The Singing Church: Praise, Prayer and Proclamation

As a follow up to yesterday’s post on the singing church, Rob Smith helpfully addresses “The role of singing in the life of the church,” The Briefing 401 (September-October 2012).

Here is Smith’s introduction:

One of the chief things that Christians are renowned for, both historically and universally, is singing songs and making music. This is in contrast to Islam, for example, where many regard music as haram (forbidden), and singing does not normally feature in Mosque practices.

Now there are all sorts of reasons why Christianity is a singing faith; for the practice of making melody to the Lord, and of hymn singing in particular, has many purposes. My intention in this article is to focus specifically on congregational singing (rather than Christian music generally), and to open up its three principal purposes; the three main reasons why, according to Scripture, God has given us this ability and called us to engage in this activity. These reasons are: (1) to help us praise, (2) to help us pray, and (3) to help us proclaim. So let’s look at each of these in turn.

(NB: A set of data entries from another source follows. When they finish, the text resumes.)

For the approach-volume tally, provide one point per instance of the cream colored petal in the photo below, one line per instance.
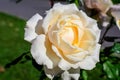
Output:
(51, 53)
(38, 51)
(63, 64)
(76, 57)
(101, 5)
(54, 13)
(83, 17)
(118, 23)
(30, 33)
(51, 73)
(96, 53)
(71, 74)
(92, 25)
(90, 61)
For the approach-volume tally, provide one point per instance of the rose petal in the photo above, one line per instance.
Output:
(72, 73)
(38, 51)
(54, 13)
(90, 61)
(30, 33)
(115, 11)
(102, 5)
(96, 53)
(51, 73)
(51, 53)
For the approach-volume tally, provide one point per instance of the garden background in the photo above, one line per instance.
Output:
(13, 17)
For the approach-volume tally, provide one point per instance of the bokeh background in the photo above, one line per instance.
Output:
(13, 17)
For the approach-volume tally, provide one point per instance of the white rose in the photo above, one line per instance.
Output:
(65, 40)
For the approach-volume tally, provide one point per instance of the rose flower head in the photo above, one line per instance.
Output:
(65, 41)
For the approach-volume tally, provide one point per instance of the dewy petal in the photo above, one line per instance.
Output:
(90, 61)
(51, 53)
(51, 73)
(38, 51)
(54, 13)
(102, 5)
(72, 73)
(30, 33)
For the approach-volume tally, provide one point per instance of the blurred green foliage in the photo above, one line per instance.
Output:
(116, 1)
(12, 45)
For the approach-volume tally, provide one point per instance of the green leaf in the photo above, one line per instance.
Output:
(84, 75)
(111, 70)
(116, 48)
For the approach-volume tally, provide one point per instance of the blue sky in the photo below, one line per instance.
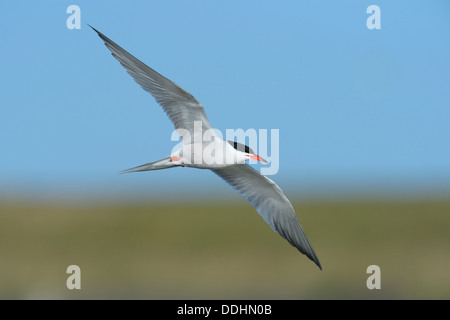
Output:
(357, 109)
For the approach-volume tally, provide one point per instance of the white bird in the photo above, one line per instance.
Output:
(228, 158)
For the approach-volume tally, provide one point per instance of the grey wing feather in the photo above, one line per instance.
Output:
(271, 204)
(181, 107)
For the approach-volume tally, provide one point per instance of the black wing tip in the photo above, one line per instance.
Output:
(101, 35)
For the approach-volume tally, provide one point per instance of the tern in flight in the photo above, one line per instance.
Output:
(227, 159)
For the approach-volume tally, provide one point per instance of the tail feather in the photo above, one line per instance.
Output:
(156, 165)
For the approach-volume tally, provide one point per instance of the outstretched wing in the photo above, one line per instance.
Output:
(271, 204)
(181, 107)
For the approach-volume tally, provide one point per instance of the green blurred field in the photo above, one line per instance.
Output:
(223, 251)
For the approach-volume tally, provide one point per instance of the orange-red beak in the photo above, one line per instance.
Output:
(256, 157)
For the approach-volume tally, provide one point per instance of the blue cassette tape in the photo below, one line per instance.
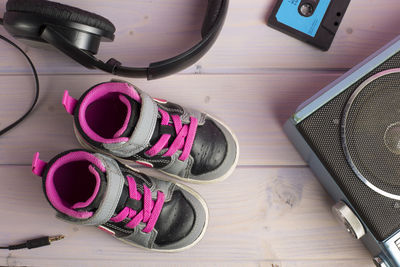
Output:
(311, 21)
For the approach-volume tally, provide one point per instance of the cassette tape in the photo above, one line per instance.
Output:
(312, 21)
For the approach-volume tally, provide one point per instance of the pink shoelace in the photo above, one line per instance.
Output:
(150, 212)
(184, 139)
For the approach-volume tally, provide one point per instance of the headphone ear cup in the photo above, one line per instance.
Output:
(213, 10)
(57, 11)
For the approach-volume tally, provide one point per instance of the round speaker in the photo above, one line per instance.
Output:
(370, 132)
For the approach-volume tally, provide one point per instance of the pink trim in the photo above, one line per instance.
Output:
(161, 101)
(51, 191)
(150, 213)
(164, 117)
(38, 165)
(96, 93)
(69, 103)
(184, 139)
(144, 163)
(128, 116)
(161, 143)
(80, 205)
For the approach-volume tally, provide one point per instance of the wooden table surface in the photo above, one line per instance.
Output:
(272, 211)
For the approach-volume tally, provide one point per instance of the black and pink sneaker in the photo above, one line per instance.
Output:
(120, 120)
(92, 189)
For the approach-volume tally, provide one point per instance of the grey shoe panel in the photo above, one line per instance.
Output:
(115, 183)
(143, 132)
(188, 112)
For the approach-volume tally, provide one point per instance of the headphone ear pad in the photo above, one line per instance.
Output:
(213, 10)
(59, 11)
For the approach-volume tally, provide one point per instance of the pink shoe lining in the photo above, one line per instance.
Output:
(184, 139)
(51, 189)
(81, 205)
(125, 101)
(38, 165)
(150, 213)
(97, 93)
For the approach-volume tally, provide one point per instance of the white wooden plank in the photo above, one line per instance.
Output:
(227, 263)
(335, 263)
(255, 107)
(151, 30)
(269, 214)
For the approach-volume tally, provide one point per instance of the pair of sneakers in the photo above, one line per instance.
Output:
(117, 123)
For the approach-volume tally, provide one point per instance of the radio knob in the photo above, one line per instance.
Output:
(347, 218)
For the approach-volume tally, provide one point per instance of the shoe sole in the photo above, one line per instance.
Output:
(88, 146)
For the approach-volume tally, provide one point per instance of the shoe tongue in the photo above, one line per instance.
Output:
(132, 117)
(95, 199)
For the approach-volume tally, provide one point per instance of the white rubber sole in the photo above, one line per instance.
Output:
(88, 146)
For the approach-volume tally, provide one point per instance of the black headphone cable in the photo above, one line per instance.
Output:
(36, 97)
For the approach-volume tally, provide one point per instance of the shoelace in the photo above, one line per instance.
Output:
(184, 139)
(150, 211)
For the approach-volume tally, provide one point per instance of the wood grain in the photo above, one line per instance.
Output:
(148, 31)
(254, 106)
(271, 212)
(279, 214)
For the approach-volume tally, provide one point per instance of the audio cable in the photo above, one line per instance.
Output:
(35, 75)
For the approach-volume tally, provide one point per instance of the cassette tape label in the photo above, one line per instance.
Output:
(289, 15)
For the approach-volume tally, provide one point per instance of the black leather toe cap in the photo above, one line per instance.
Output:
(175, 221)
(209, 148)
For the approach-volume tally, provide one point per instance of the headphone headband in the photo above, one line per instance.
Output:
(79, 36)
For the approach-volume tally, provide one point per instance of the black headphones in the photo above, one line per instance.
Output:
(78, 34)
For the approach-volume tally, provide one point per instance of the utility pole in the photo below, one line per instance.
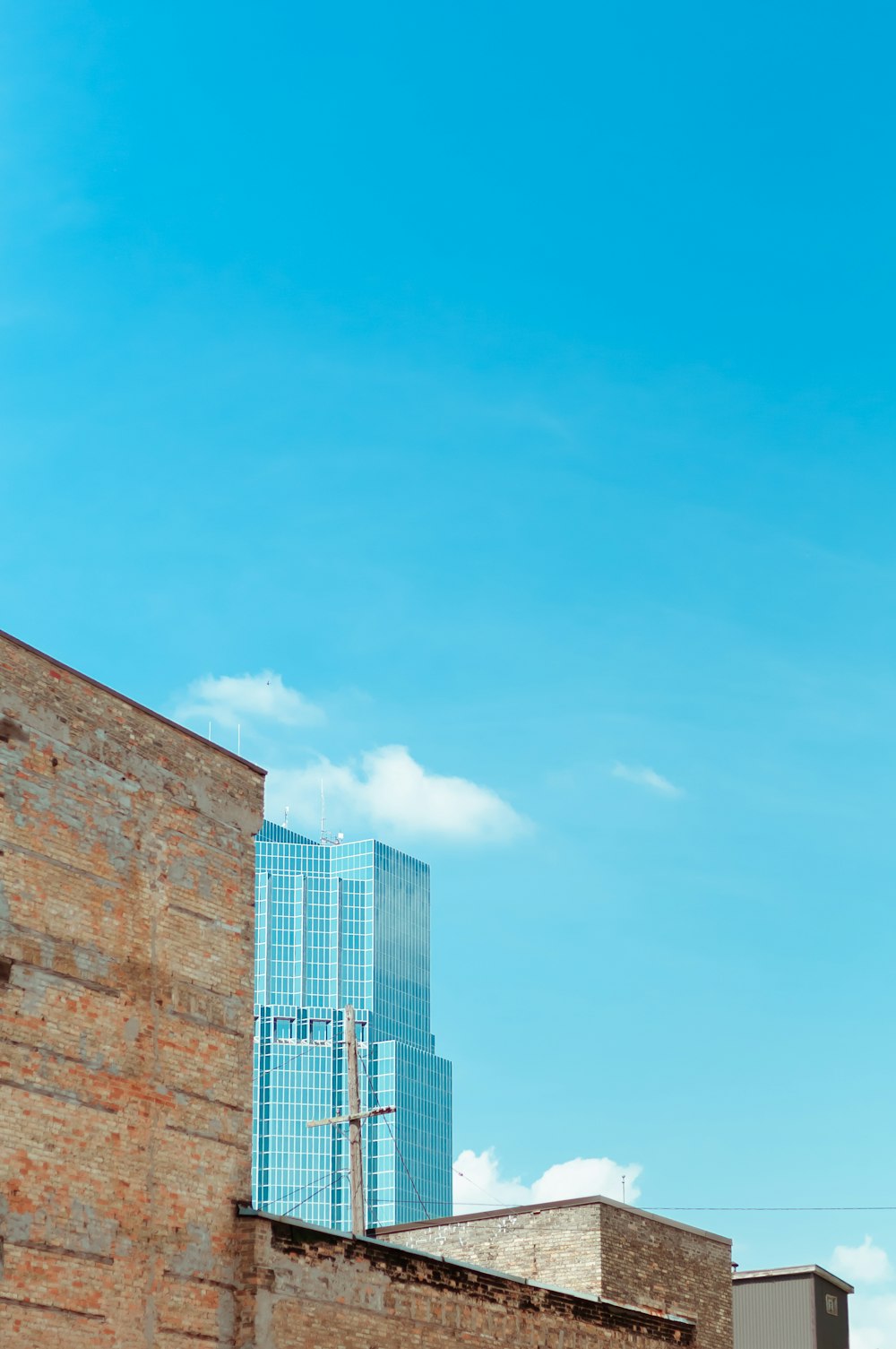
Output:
(352, 1120)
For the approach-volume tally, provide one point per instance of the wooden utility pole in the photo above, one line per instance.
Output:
(352, 1120)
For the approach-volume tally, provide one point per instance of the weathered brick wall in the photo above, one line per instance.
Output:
(125, 942)
(327, 1292)
(598, 1247)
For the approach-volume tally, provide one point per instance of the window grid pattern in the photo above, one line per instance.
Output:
(344, 924)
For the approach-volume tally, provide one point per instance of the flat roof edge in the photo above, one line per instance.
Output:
(131, 702)
(791, 1272)
(247, 1212)
(555, 1204)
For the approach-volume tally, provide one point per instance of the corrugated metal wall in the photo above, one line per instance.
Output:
(775, 1314)
(831, 1332)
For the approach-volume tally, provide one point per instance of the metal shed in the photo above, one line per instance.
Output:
(802, 1308)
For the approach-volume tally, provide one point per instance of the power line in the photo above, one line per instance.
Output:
(298, 1188)
(784, 1207)
(470, 1180)
(331, 1175)
(413, 1183)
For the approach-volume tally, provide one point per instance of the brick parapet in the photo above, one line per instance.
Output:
(598, 1247)
(322, 1290)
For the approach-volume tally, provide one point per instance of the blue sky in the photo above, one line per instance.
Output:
(516, 385)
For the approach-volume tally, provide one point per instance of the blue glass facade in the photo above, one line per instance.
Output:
(344, 924)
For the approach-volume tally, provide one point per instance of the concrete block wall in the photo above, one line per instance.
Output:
(125, 946)
(599, 1247)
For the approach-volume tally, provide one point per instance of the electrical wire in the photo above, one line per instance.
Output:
(331, 1175)
(384, 1119)
(298, 1188)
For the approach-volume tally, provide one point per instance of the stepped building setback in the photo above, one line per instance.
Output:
(344, 924)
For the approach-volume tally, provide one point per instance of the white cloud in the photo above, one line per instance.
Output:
(647, 777)
(863, 1264)
(392, 791)
(872, 1317)
(872, 1322)
(482, 1186)
(228, 699)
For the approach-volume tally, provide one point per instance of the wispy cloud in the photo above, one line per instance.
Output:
(381, 790)
(390, 790)
(227, 699)
(647, 777)
(479, 1185)
(863, 1264)
(872, 1316)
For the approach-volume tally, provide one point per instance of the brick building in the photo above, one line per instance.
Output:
(597, 1247)
(125, 1023)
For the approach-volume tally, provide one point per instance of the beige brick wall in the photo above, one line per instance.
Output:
(598, 1247)
(327, 1292)
(125, 940)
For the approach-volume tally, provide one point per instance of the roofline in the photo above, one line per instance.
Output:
(131, 702)
(554, 1204)
(791, 1272)
(247, 1212)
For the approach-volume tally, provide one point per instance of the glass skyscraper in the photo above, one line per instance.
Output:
(344, 924)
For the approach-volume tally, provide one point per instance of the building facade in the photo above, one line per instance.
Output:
(344, 924)
(797, 1308)
(598, 1248)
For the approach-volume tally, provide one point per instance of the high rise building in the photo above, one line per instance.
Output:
(344, 924)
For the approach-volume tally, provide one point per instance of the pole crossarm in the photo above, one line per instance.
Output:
(349, 1119)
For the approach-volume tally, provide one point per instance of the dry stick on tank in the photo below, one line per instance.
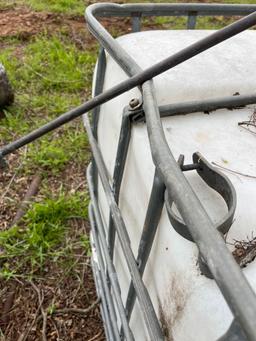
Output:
(245, 251)
(233, 171)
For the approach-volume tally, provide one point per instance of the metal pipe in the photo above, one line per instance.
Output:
(107, 10)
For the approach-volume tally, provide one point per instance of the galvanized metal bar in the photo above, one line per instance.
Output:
(176, 9)
(136, 80)
(153, 215)
(205, 106)
(191, 23)
(99, 82)
(136, 22)
(147, 309)
(122, 150)
(102, 278)
(229, 102)
(103, 301)
(111, 272)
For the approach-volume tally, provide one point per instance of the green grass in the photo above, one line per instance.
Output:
(69, 7)
(50, 77)
(43, 235)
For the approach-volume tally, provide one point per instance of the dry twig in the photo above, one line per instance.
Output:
(233, 171)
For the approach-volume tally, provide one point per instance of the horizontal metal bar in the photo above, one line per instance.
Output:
(229, 102)
(138, 79)
(147, 309)
(106, 10)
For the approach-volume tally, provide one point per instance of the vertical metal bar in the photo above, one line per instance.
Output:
(99, 83)
(147, 308)
(109, 264)
(122, 150)
(136, 22)
(109, 299)
(152, 219)
(191, 23)
(103, 304)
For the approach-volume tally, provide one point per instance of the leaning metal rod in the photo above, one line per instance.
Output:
(151, 72)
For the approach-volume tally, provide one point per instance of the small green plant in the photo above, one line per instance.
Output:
(42, 236)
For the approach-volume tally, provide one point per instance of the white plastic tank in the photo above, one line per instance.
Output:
(188, 304)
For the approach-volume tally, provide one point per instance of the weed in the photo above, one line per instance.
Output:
(42, 235)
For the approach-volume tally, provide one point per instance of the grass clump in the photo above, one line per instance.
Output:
(49, 78)
(44, 235)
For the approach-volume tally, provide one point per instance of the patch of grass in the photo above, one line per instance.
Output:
(69, 7)
(49, 78)
(42, 236)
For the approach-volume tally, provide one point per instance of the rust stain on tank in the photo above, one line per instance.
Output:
(171, 309)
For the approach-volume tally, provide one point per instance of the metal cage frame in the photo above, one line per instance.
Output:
(169, 181)
(168, 177)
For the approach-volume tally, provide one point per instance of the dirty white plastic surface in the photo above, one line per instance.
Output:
(188, 300)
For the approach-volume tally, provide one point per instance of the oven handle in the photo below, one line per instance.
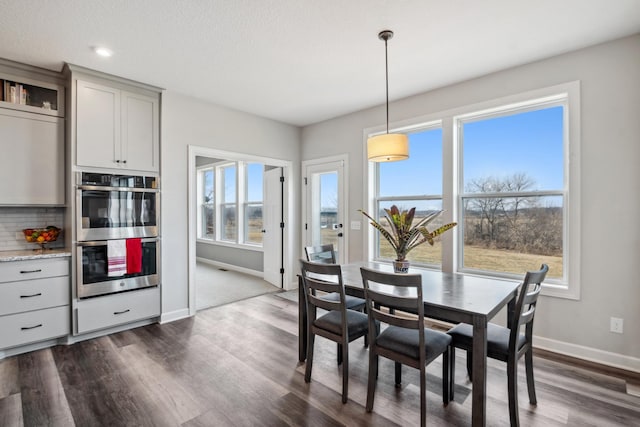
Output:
(104, 242)
(134, 189)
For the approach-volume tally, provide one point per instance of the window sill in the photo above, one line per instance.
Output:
(243, 246)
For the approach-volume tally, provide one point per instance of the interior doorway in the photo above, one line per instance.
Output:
(237, 239)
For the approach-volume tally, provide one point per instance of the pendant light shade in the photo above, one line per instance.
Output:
(388, 147)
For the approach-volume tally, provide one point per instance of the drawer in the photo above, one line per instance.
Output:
(25, 328)
(28, 295)
(12, 271)
(106, 311)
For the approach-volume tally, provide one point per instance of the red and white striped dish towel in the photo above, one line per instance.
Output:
(117, 258)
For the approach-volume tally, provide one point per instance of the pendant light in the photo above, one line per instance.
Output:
(388, 147)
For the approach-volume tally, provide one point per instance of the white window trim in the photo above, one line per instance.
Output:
(451, 177)
(241, 188)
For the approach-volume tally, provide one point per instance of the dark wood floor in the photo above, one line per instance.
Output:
(237, 365)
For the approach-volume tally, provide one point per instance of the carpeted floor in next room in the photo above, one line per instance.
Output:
(215, 286)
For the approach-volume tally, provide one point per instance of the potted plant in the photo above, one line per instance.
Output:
(403, 235)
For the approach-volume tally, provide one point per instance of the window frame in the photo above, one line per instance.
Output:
(200, 173)
(569, 93)
(377, 200)
(239, 202)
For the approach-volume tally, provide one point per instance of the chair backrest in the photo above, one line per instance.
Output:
(398, 291)
(526, 304)
(322, 277)
(321, 254)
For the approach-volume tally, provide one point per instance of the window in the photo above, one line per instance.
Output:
(253, 204)
(230, 199)
(228, 206)
(415, 182)
(206, 203)
(508, 183)
(512, 190)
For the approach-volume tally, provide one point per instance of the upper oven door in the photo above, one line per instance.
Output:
(116, 212)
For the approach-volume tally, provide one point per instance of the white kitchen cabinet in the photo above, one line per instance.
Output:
(34, 297)
(32, 162)
(116, 128)
(32, 132)
(112, 310)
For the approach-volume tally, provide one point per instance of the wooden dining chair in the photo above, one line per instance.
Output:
(325, 254)
(405, 341)
(339, 324)
(507, 344)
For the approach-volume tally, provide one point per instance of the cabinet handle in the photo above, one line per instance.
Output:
(29, 296)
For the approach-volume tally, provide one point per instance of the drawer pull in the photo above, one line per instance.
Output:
(29, 296)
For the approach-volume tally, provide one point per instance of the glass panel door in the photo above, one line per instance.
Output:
(324, 207)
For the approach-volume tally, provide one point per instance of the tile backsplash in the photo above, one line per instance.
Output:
(14, 219)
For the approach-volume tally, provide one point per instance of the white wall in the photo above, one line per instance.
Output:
(188, 121)
(610, 132)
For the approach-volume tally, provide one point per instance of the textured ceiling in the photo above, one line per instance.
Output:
(304, 61)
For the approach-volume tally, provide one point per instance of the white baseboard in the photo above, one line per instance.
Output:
(232, 267)
(595, 355)
(587, 353)
(174, 315)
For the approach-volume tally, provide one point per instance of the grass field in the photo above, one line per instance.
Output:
(485, 259)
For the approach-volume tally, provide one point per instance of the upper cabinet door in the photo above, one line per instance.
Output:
(32, 160)
(98, 126)
(116, 128)
(140, 128)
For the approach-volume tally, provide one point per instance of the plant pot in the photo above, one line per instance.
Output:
(401, 267)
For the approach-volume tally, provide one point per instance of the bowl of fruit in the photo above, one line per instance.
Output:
(41, 235)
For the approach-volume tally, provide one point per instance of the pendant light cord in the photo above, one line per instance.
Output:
(386, 78)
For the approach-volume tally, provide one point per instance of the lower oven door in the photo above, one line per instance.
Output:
(93, 263)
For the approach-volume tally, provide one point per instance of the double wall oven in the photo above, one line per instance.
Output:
(112, 208)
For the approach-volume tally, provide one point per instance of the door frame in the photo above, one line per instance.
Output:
(344, 158)
(288, 243)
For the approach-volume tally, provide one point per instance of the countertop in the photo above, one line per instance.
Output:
(29, 254)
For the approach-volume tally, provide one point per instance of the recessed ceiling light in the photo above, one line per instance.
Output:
(103, 51)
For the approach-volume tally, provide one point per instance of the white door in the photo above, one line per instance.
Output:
(272, 216)
(325, 205)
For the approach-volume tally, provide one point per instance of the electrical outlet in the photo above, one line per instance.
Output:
(617, 325)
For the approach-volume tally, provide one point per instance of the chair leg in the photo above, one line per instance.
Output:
(446, 373)
(531, 387)
(512, 381)
(423, 396)
(345, 372)
(307, 371)
(371, 382)
(452, 371)
(366, 336)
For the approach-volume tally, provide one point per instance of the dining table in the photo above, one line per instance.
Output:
(450, 297)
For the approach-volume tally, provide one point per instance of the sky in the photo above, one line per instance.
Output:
(526, 142)
(529, 142)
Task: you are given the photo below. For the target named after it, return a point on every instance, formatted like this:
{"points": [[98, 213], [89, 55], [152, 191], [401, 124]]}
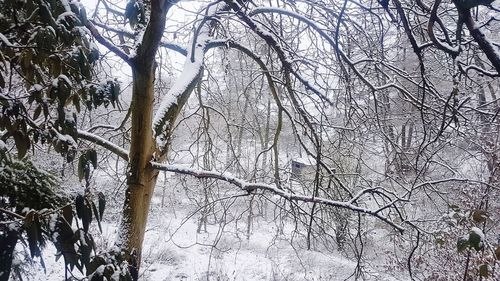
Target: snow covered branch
{"points": [[250, 186], [121, 152]]}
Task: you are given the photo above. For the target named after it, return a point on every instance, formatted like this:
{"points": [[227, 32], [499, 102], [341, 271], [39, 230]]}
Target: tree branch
{"points": [[121, 152], [250, 186]]}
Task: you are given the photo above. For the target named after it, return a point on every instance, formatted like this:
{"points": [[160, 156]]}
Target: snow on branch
{"points": [[121, 152], [106, 43], [251, 186], [183, 86]]}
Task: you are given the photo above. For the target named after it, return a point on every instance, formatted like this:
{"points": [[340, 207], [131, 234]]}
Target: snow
{"points": [[192, 68], [478, 232]]}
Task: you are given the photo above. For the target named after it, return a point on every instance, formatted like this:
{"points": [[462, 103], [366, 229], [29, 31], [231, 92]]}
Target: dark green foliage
{"points": [[46, 74], [37, 215]]}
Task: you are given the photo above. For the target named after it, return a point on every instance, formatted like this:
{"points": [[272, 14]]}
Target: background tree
{"points": [[349, 81]]}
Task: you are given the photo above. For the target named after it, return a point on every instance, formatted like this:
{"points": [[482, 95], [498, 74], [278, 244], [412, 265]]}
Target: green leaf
{"points": [[80, 205], [86, 216], [479, 216], [92, 157], [82, 162], [37, 113], [22, 143], [67, 212], [96, 214], [462, 244], [483, 270], [83, 16], [475, 241]]}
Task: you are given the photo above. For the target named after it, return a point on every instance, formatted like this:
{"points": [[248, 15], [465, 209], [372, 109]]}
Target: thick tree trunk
{"points": [[141, 177]]}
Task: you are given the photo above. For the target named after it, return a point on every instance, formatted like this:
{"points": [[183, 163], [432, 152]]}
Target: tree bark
{"points": [[141, 176]]}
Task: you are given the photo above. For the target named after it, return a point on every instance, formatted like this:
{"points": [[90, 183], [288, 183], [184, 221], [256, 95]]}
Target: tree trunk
{"points": [[141, 177]]}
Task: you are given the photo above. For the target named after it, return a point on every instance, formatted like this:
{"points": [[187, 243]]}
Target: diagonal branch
{"points": [[106, 43], [251, 186], [121, 152]]}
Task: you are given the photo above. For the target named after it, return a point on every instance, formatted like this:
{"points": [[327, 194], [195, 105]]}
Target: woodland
{"points": [[249, 140]]}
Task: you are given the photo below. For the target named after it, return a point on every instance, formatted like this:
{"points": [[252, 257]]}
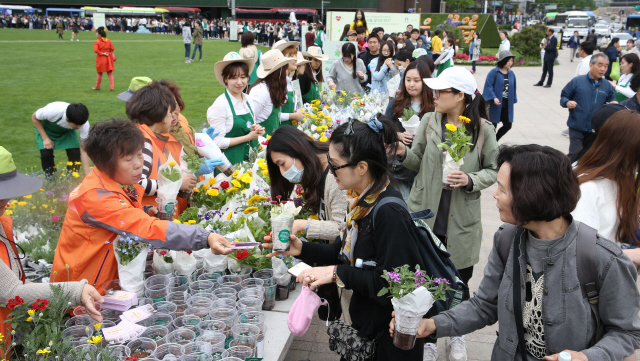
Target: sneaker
{"points": [[457, 349], [430, 352]]}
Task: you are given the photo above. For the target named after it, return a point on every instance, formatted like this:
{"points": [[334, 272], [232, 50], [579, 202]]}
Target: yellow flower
{"points": [[95, 339], [451, 127]]}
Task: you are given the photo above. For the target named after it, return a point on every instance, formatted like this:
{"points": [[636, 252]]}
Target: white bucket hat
{"points": [[456, 77], [284, 43], [231, 57], [316, 53], [272, 60]]}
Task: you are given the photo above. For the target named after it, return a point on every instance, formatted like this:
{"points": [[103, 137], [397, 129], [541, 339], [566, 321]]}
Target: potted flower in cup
{"points": [[413, 293]]}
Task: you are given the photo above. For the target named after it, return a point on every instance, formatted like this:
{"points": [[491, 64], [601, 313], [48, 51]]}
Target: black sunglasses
{"points": [[333, 168]]}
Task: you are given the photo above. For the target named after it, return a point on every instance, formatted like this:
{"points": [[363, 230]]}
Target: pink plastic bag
{"points": [[303, 310]]}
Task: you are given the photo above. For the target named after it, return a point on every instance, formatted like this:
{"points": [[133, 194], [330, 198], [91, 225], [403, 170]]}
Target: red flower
{"points": [[241, 254], [15, 302]]}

What follows is Smith’s three points with his outline delineating the points:

  1. Singing and praise
    • Singing is a vital form of praise
    • Our constant battle with praise
    • Biblical strategies for engaging in the battle
    • How, then, shall we sing praise?
  2. Singing and prayer
    • Singing is a form of prayer
    • Many hymns and songs are prayers
    • What are the implications of this?
    • Singing and thanksgiving
  3. Singing and proclamation
    • Singing is a form of word ministry
    • Teaching one another in song
    • Making it work in practice

In sum, Smith points out that a few of the many blessings of corporate singing as the people of God, the church, are “praise, prayer, and proclamation.” Here is Smith’s conclusion about this “very great gift” given by God:

In giving us the ability to sing and make music, God has given us a very great gift. In calling us to utilize this gift in our church gatherings, he has provided a way of praising him, praying to him and proclaiming his word to others. This not only unites us together in our prayers and praises, and not only helps us to teach and remember his word, but assists us (both personally and corporately) to embrace the emotional dimensions of the truths we sing, so that we might love and serve God in the fullness of our humanity, with heart, soul, mind and strength. This, then, is a gift to treasure dearly, use wisely and protect carefully. The words of bishop J. C. Ryle form a fitting conclusion to all that we’ve seen (“Toplady and his Ministry,” in Christian Leaders of the 18th Century [Banner of Truth, Carlisle, 1970], 382):

There is an elevating, stirring, soothing, spiritualizing, effect about a thoroughly good hymn, which nothing else can produce. It sticks in men’s memories when texts are forgotten. It trains men for heaven, where praise is one of the principal occupations. Preaching and praying shall one day cease for ever; but praise shall never die. The makers of good ballads are said to sway national opinion. The writers of good hymns, in like manner, are those who leave the deepest marks on the face of the church.